Script Optimization

New in version 7.0.

Note

ZAM has been available in Zeek for a number of releases, but as of Zeek 7 it has matured to a point where we encourage regular users to explore it.

Introduction

The Zeek Abstract Machine, “ZAM”, is an optional script optimization engine built into Zeek. Using ZAM changes the basic execution model for Zeek scripts in an effort to gain higher performance. Normally, Zeek parses scripts into abstract syntax trees that it then executes by recursively interpreting each node in a given tree. With ZAM’s script optimization, Zeek first compiles the trees into a low-level form that it can then generally execute more efficiently.

To enable this feature, include -O ZAM on the command line.

How much faster will your scripts run? There’s no simple answer to that. It depends heavily on several factors:

  • What proportion of the processing during execution is spent in the Zeek core’s event engine, rather than executing scripts.
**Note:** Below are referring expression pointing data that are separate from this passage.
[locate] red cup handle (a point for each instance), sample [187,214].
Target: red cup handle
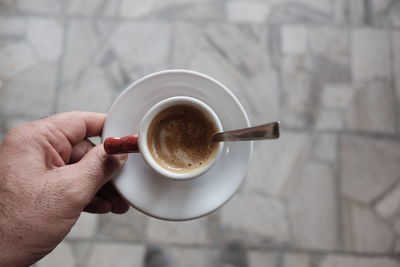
[121,145]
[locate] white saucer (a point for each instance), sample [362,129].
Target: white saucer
[165,198]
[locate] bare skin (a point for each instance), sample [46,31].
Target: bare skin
[49,174]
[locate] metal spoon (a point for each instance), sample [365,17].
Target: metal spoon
[260,132]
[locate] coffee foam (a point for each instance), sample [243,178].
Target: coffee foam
[179,138]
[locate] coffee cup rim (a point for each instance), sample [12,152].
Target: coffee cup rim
[154,111]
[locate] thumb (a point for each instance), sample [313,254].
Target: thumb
[94,170]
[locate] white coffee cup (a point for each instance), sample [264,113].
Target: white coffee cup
[139,143]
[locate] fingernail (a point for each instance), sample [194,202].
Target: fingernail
[121,157]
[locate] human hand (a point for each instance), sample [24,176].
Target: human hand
[49,174]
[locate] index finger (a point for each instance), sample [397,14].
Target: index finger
[77,125]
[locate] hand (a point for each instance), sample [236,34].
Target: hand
[49,174]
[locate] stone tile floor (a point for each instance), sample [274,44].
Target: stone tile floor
[327,194]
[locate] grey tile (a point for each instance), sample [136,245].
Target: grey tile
[16,58]
[12,26]
[8,6]
[243,47]
[109,254]
[236,56]
[330,42]
[188,41]
[397,226]
[45,36]
[301,12]
[296,260]
[24,95]
[247,11]
[356,14]
[371,54]
[364,231]
[201,10]
[396,61]
[61,256]
[389,205]
[324,6]
[40,6]
[329,120]
[89,7]
[299,106]
[312,208]
[82,44]
[188,232]
[150,43]
[262,224]
[92,92]
[262,259]
[134,8]
[368,167]
[372,109]
[337,96]
[354,261]
[275,165]
[129,226]
[294,39]
[397,246]
[324,147]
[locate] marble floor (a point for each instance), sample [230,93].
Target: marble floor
[327,194]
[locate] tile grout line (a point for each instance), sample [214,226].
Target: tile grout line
[60,64]
[339,203]
[277,249]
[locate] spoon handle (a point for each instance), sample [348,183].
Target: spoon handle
[260,132]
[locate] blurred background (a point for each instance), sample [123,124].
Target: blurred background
[327,194]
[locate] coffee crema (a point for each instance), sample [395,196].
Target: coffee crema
[179,139]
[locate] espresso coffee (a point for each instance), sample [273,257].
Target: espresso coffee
[179,139]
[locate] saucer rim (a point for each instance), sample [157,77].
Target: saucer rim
[221,86]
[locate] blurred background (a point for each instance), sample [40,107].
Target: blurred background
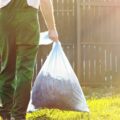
[90,34]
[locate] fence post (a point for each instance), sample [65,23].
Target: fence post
[78,38]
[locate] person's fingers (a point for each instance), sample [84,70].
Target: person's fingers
[53,35]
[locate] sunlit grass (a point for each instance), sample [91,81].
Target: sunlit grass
[104,108]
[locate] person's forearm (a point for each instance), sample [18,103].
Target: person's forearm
[46,7]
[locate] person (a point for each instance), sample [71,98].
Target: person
[19,38]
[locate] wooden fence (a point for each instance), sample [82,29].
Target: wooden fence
[90,34]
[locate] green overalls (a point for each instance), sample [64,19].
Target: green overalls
[19,37]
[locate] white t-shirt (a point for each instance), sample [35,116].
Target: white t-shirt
[33,3]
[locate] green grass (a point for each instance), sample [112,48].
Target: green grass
[103,104]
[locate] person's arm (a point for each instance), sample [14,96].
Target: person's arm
[46,7]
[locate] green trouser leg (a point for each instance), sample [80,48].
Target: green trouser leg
[24,72]
[7,74]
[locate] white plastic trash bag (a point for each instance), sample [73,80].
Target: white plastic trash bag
[56,85]
[44,38]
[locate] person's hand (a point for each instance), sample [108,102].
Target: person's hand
[53,35]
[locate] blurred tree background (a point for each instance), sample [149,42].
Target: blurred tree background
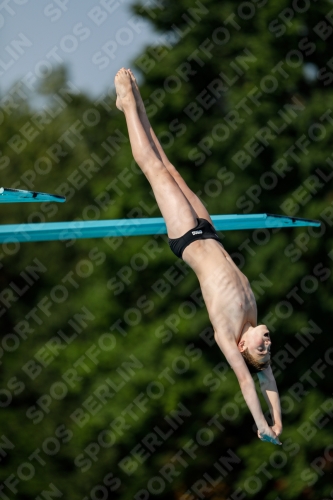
[112,385]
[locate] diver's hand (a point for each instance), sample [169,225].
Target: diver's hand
[269,436]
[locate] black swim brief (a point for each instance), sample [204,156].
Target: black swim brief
[202,231]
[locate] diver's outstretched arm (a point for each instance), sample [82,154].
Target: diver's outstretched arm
[271,395]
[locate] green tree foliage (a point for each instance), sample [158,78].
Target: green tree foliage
[113,386]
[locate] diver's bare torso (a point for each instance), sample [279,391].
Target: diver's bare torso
[226,290]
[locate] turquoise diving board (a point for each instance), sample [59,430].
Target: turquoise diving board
[51,231]
[8,195]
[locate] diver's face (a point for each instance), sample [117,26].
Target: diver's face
[258,342]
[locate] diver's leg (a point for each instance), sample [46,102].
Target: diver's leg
[176,210]
[193,199]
ZAM optimization doesn’t help with event engine execution.

  • What proportion of the script’s processing is spent executing built-in functions (BiFs), i.e., functions callable from the script layer but implemented in native code. ZAM optimization improves execution for some select, simple BiFs, like network_time, but it doesn’t help for complex ones. It might well be that most of your script processing actually occurs in the underpinnings of the logging framework, for example, and thus you won’t see much improvement.

  • Those two factors add up to gains very often on the order of only 10-15%, rather than something a lot more dramatic.

Note

At startup, ZAM takes a few seconds to generate the low-level code for the loaded set of scripts, unless you’re using Zeek’s bare mode (via the -b command-line option), which loads only a minimal set of scripts. Keep this in mind when comparing Zeek runtimes, to ensure you’re comparing only actual script execution time.

To factor out the code-generation phase, you can for example measure the time between zeek_init and zeek_done event handlers:

runtime.zeek
global t0: time;

event zeek_init()
    {
    t0 = current_time();
    }

event zeek_done()
    {
    print current_time() - t0;
    }

Here’s a quick example of ZAM’s effect on Zeek’s typical processing of a larger packet capture, from one of our testsuites:

$ zcat 2009-M57-day11-18.trace.gz | zeek -r - runtime.zeek
14.0 secs 252.0 msecs 107.858658 usecs
$ zcat 2009-M57-day11-18.trace.gz | zeek -O ZAM -r - runtime.zeek
12.0 secs 345.0 msecs 857.990265 usecs

A roughly 13% improvement in runtime.

Other Optimization Features

You can tune various features of ZAM via additional options to -O, see the output of zeek -O help for details. For example, you can study the script transformations ZAM applies, and use ZAM selectively in certain files (via --optimize-files) or functions (via --optimize-funcs). Most users won’t need to use these.